Two Years after it was Deserted, Bama Ready for Return of Residents

US heeds Buhari’s call for assistance, pledges additional $41m for Lake Chad Basin Region
Tobi Soniyi in Abuja and Michael Olugbode in Maiduguri

The Borno State Environmental Protection Agency yesterday said Bama town would be fit again for residents’ habitation by the next two weeks. The town, one of the largest in the state, had been completely abandoned by residents since September 2014 following attacks and subsequent occupation by Boko Haram terrorists. The sole administrator of BOSEPA, Alhaji Nassir Surundi, who disclosed the town’s imminent readiness to receive returning residents, said massive clearance of weeds and fumigation to rid the area of pests and rodents had commenced.

This was as the United States yesterday announced more than $41 million in additional humanitarian aid to help people affected by the current insurgency in the North-east, which has resulted in severe food shortages, particularly, in communities within the Lake Chad Basin.
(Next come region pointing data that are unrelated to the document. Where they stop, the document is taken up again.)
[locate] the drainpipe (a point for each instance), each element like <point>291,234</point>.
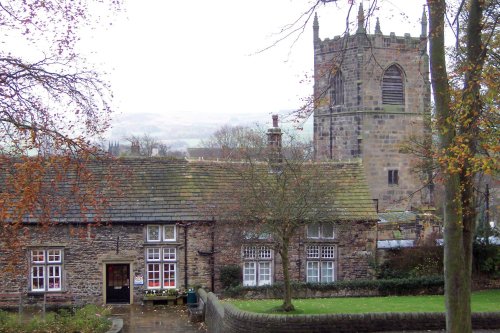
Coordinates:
<point>212,258</point>
<point>185,257</point>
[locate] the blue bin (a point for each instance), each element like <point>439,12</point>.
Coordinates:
<point>191,297</point>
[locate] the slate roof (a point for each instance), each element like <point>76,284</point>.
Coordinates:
<point>163,190</point>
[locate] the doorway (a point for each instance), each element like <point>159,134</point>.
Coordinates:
<point>118,283</point>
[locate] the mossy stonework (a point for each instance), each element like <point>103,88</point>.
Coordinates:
<point>158,235</point>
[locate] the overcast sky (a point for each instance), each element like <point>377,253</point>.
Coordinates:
<point>180,69</point>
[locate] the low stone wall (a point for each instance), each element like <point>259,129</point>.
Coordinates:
<point>225,318</point>
<point>214,312</point>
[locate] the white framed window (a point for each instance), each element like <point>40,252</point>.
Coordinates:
<point>153,273</point>
<point>264,273</point>
<point>169,232</point>
<point>153,254</point>
<point>320,264</point>
<point>153,233</point>
<point>328,252</point>
<point>169,275</point>
<point>257,265</point>
<point>37,278</point>
<point>249,252</point>
<point>54,277</point>
<point>323,230</point>
<point>327,230</point>
<point>249,273</point>
<point>54,256</point>
<point>265,252</point>
<point>312,251</point>
<point>46,269</point>
<point>327,271</point>
<point>169,254</point>
<point>161,267</point>
<point>313,271</point>
<point>313,230</point>
<point>392,177</point>
<point>38,256</point>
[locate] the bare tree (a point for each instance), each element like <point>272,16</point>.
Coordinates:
<point>277,196</point>
<point>51,104</point>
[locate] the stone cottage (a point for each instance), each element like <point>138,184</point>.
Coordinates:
<point>156,234</point>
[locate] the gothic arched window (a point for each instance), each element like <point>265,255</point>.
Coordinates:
<point>337,90</point>
<point>393,87</point>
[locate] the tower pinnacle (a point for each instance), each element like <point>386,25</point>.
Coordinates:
<point>377,28</point>
<point>424,24</point>
<point>316,28</point>
<point>361,20</point>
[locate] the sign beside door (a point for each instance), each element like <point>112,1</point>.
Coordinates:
<point>118,283</point>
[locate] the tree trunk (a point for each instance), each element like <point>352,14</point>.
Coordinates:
<point>469,129</point>
<point>457,281</point>
<point>285,261</point>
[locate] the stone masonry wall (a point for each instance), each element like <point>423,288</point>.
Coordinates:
<point>355,242</point>
<point>225,318</point>
<point>362,127</point>
<point>86,252</point>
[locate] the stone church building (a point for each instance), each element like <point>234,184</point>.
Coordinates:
<point>157,233</point>
<point>372,94</point>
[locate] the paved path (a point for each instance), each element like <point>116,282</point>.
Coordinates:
<point>155,319</point>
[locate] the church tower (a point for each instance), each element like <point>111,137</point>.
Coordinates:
<point>372,95</point>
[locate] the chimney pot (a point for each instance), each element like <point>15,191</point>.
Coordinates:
<point>275,120</point>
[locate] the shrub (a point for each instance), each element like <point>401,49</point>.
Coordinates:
<point>408,286</point>
<point>89,319</point>
<point>230,276</point>
<point>411,262</point>
<point>486,258</point>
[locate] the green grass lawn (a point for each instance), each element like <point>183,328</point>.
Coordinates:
<point>482,301</point>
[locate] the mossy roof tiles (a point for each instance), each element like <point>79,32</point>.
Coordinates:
<point>163,190</point>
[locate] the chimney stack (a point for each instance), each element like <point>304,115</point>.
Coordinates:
<point>274,142</point>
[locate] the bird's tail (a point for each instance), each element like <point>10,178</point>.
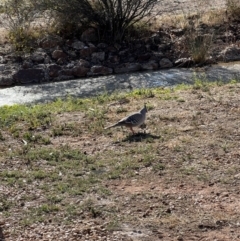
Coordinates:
<point>108,127</point>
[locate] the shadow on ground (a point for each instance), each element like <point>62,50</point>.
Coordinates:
<point>138,137</point>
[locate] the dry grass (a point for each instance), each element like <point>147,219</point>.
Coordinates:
<point>63,175</point>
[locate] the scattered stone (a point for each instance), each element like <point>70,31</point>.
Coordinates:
<point>80,71</point>
<point>98,56</point>
<point>89,35</point>
<point>100,70</point>
<point>50,42</point>
<point>78,45</point>
<point>26,76</point>
<point>165,63</point>
<point>151,65</point>
<point>128,67</point>
<point>230,53</point>
<point>58,54</point>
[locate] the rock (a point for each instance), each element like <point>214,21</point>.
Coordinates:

The basin, spanning parts of seven countries, including principally Nigeria, Chad, Cameroon, and Niger – but also the Central African Republic, Sudan, and Algeria – is notorious as the central point of the Boko Haram insurgency. More than six million people in the region are said to be in need of emergency food assistance, while 2.6 million people are displaced.

The US assistance came after President Muhammadu Buhari’s recent appeal for assistance from the international community to take care of the humanitarian crisis caused by Boko Haram’s devastating attacks in the North-east.

Surundi said 1,000 personnel had been deployed to Bama to facilitate the clean-up of the town, which at the peak of the Boko Haram terrorist assault was a “killing field”. The insurgents were said to have thrown thousands of corpses into the Yedzaram River and boreholes in Bama town and left many carcasses of both humans and animals on the streets of the town when they were pushed out by the military last year after about one year occupation.

Speaking to journalists in Bama during the supervision of the on-going fumigation and cleaning work, Surundi said he was acting on the instructions of the state governor, Alhaji Kashim Shettima. Shettima was also on a weeklong relocation to Bama to supervise reconstruction works as part of the efforts to make the town ready for human habitation.

The BOSEPA boss said 17 streets had so far been cleared of giant weeds that had taken over the town since residents fled in the wake of attacks by Boko Haram insurgents in September 2014. He also said fumigation and other sanitation exercises were being carried out against snakes and other reptiles that had turned residential houses into their abode due to the absence of human habitation.

In the continuing effort to succour the suffering people of the North-east, the US Ambassador to the United Nations, Samantha Power, told a high-level gathering on the humanitarian crisis in the Lake Chad Basin that his country would contribute an extra $41 million to the relief work. The meeting was on the margins of the 71st United Nations General Assembly.

With the latest announcement of assistance, the US would be providing more than $359 million in humanitarian aid since last year to help people affected by Boko Haram-related conflicts.

The US Department of State said the country continued to be the single largest humanitarian donor to the region.
This new funding to United Nations and NGO partners will help tens of thousands of people receive critically needed humanitarian assistance, including food, water, shelter, and services to address acute hygiene, protection, and nutritional needs.